Patient information for Helicobacter Test INFAI

Helicobacter Test INFAI® is a simple test your doctor can prescribe, to find out if you have an infection in your stomach which causes dyspepsia (indigestion) and ulcers. The test is not unpleasant or harmful in any way and will only take about 45 minutes to complete.

The test is one of a new kind available to your doctor and is called a breath test. All this means is that the samples your doctor will take are breath samples rather than blood or urine. You will be asked to drink only water for six hours before the test. The test may not work if you have taken antibiotics or some stomach medicines, so you will also be asked not to use these drugs for some time before the test.



Sampling of the baseline t0

  The test starts with the collection of the baseline breath samples. The patient breathes gently through the straw into both of the white-capped breath sample containers.

Administration of ¹³C-urea

  After drinking 200 ml of orange juice to delay gastric emptying, the test solution (75 mg ¹³C-urea dissolved in 30 ml water) is swallowed briskly.


Sampling of the 30 minute value t30

  0-min.
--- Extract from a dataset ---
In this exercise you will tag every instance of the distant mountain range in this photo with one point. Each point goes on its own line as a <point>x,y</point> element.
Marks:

Wert Half an hour after taking the test solution, the second breath samples are collected in the blue capped breath containers. Barcoded labels are provided to ensure security and confidentiality. INFAI or other qualified laboratories will analyse the samples of breath and report the presence or absence of Helicobacter pylori.

Evaluating the breath test


In the presence of an active Helicobacter pylori infection, the ¹³C-enriched urea is metabolised releasing ¹³C-enriched carbon dioxide, which is detectable in the samples of the patient's breath.


Analysis of breath samples

   The analysis is carried out using a dedicated Isotope Ratio Mass Spectrometer. The European Community has prescribed minimum specifications for the analytical methods to guarantee precise measurements and an accurate test result.

More detailed information

Doctors used to believe that very few germs could survive in the stomach because the acid which assists in the digestion of your food would kill them. In 1983 it was shown that a bacterium called Helicobacter pylori can not only live in the stomach but that it is almost always present in the stomachs of patients with ulcers. If you are infected, you probably swallowed some of the bacteria, maybe years ago, and it may only now be causing the symptoms you are experiencing. It may also be the mechanism the bacterium uses to survive in the stomach, which is causing your dyspepsia and will eventually produce an ulcer.

This same survival mechanism also allows us to detect Helicobacter using the breath test. Helicobacter is one of only a few bacteria able to rapidly break down urea, a substance normally present in the stomach, in large quantities. In the INFAI breath test you drink a small amount of urea with a non-radioactive (and therefore harmless) isotopic label. The carbon dioxide which is produced when the urea is broken down by Helicobacter is also labelled and when it is passed out of the body in your breath it can be easily detected using a scientific instrument called a mass spectrometer. If there is very little labelled carbon dioxide in your breath then you almost certainly are not infected and the test result is negative.